Contrariamenti a quanto aviva addeciso, si annò a fari dù orate di sonno e quanno la sveglia sonò, si susì, come previsto, completamenti 'ntronato.

Doccia, varba e biancheria frisca l'assistimarono alla meno peggio, mittennolo comunque in condizioni d'appresentarisi in ufficio.

Catarella, vidennolo trasire, satò addritta e si misi a battergli le mano.

«Bravo, dottori! Bravo!».

«Che ti piglia? Che siamo, a teatro?».

«Ah dottori dottori! Maria, quant'era bravo! Maria, quant'era agilo! Maria, quant'era sverto! Un quilibrista di circolo questri pariva!».

«Chi?».

«Vossia, dottori! Meglio del ginematò era! Stamatina ci lo ficiro vidiri 'n televisioni!».

«A mia?!».

«Sissi, dottori, a vossia! Quanno salivava la scala dei pomperi, revorbaro in pugno, lo sapi con chi era 'na stampa e 'na figura?».

«No».

«Priciso 'ntifico a Brusi Vìllisi, l'accanosce a quell'attori miricano che s'attrova sempri 'n mezzo a sparatorie, palazzi che abbrusciano, papori che affunnano...».

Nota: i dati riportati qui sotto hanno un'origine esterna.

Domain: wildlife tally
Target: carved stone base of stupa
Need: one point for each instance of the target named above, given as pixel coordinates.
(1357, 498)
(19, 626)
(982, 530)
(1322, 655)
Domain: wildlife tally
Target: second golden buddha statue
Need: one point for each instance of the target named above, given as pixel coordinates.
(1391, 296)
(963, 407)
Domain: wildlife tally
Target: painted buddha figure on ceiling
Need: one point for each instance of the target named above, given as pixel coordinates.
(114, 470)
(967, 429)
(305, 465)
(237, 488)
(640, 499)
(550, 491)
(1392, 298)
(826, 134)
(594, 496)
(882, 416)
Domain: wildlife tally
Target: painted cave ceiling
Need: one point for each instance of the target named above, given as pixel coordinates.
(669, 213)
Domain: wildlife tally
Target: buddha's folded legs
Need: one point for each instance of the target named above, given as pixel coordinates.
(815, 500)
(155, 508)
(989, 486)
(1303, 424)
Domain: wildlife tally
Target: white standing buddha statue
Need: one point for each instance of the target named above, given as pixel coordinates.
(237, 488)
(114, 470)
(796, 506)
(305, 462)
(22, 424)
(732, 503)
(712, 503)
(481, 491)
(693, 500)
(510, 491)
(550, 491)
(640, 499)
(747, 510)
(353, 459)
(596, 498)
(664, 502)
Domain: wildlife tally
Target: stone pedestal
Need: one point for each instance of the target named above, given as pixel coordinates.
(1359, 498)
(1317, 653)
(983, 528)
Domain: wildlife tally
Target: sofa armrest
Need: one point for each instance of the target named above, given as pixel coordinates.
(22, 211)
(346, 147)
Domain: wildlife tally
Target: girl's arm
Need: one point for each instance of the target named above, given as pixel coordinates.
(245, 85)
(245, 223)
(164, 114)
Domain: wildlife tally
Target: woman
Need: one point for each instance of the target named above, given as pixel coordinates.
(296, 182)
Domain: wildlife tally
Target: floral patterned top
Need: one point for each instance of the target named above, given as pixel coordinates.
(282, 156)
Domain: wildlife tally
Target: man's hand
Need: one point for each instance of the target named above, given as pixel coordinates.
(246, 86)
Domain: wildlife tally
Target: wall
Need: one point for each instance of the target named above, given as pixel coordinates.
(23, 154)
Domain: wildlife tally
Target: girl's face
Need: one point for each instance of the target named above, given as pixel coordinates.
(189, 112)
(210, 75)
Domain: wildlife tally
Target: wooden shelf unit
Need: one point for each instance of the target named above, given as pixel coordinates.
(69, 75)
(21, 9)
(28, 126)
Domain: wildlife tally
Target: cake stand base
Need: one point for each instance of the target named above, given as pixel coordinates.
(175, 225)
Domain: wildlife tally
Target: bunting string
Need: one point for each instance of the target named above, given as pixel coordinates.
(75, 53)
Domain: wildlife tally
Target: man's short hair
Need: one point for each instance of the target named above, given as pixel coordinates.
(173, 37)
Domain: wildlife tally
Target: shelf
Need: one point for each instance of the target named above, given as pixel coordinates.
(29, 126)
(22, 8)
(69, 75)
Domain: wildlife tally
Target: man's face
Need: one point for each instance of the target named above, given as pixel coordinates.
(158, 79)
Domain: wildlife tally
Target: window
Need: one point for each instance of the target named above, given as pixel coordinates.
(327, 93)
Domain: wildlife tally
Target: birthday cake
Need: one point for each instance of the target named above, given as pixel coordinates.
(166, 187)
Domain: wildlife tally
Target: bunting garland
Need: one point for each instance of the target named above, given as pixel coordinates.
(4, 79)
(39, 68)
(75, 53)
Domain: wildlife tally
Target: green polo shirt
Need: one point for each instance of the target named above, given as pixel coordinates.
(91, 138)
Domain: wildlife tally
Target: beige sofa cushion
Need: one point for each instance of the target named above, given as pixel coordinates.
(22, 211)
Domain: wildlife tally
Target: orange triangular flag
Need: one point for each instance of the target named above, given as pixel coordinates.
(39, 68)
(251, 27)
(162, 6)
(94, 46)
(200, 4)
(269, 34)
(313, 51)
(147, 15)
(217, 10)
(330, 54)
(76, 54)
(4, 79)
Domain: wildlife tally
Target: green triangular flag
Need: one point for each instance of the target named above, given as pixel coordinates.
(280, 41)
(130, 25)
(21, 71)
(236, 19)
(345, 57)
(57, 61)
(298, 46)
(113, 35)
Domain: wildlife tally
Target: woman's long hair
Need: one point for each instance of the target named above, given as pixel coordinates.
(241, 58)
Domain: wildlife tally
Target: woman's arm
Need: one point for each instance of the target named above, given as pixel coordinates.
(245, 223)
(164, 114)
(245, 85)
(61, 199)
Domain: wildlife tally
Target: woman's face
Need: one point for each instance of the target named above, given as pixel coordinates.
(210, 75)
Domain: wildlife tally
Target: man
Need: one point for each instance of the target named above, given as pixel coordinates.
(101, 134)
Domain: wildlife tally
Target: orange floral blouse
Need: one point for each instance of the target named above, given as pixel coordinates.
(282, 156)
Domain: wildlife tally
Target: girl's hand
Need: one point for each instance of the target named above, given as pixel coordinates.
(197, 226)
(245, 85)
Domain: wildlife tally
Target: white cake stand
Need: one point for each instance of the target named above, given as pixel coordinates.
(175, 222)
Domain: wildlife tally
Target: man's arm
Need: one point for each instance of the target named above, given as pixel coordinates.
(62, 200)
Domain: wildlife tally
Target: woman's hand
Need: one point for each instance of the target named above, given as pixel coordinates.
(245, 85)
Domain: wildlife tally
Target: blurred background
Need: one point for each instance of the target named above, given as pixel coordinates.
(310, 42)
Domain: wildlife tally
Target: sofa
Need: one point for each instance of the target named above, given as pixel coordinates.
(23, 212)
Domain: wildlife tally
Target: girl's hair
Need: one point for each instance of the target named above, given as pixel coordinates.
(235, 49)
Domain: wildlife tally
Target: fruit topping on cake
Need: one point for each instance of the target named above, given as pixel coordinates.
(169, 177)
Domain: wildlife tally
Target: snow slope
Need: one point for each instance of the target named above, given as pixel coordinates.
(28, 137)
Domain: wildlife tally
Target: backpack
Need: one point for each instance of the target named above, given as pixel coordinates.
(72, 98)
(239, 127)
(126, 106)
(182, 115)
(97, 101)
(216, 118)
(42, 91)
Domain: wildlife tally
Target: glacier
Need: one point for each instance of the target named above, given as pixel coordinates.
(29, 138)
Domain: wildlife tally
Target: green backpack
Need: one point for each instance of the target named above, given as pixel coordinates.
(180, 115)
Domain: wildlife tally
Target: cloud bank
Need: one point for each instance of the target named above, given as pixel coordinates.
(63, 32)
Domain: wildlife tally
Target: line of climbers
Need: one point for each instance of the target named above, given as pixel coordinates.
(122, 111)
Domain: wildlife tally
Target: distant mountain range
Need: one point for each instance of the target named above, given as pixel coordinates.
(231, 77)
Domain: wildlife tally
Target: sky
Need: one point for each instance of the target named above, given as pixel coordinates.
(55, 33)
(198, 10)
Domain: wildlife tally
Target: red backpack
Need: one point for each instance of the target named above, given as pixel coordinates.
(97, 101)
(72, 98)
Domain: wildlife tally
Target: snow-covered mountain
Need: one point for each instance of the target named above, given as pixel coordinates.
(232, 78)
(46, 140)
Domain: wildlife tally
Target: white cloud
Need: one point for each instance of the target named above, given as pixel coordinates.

«Va bene, calmati e mandami a Fazio».

Ci mancava sulo 'sta camurria futtuta! Accussì mezzo paìsi che non l'aviva viduto nella nottata in diretta, se la potiva scialare alle sò spalli taliannolo replicato in televisioni! Bruce Willis ! Figurati!

Ma se pariva 'na pellicola dei fratelli Marx!

«Bongiorno, dottore».

«Com'è finita coi Palmisano?».

«E come doviva finiri? Il pm Tallarita li ha carricati bono. Resistenza, tentato omicidio plurimo, tentata strage...».

«Dove li hanno portati?».

«In una clinica per malattie mentali, sorvegliati a vista».

«Mi pare eccessivo, se non hanno armi, che vuoi che...».

«Dottore, lo sa che ha fatto Caterina a un 'nfirmeri?».

«Che gli ha fatto?».

«Gli ha rumputo 'n testa 'na seggia!».

«E pirchì?».

«Pirchì si vidiva chiaramenti che era un arabo. Epperciò, secunno lei, un nimico di Dio».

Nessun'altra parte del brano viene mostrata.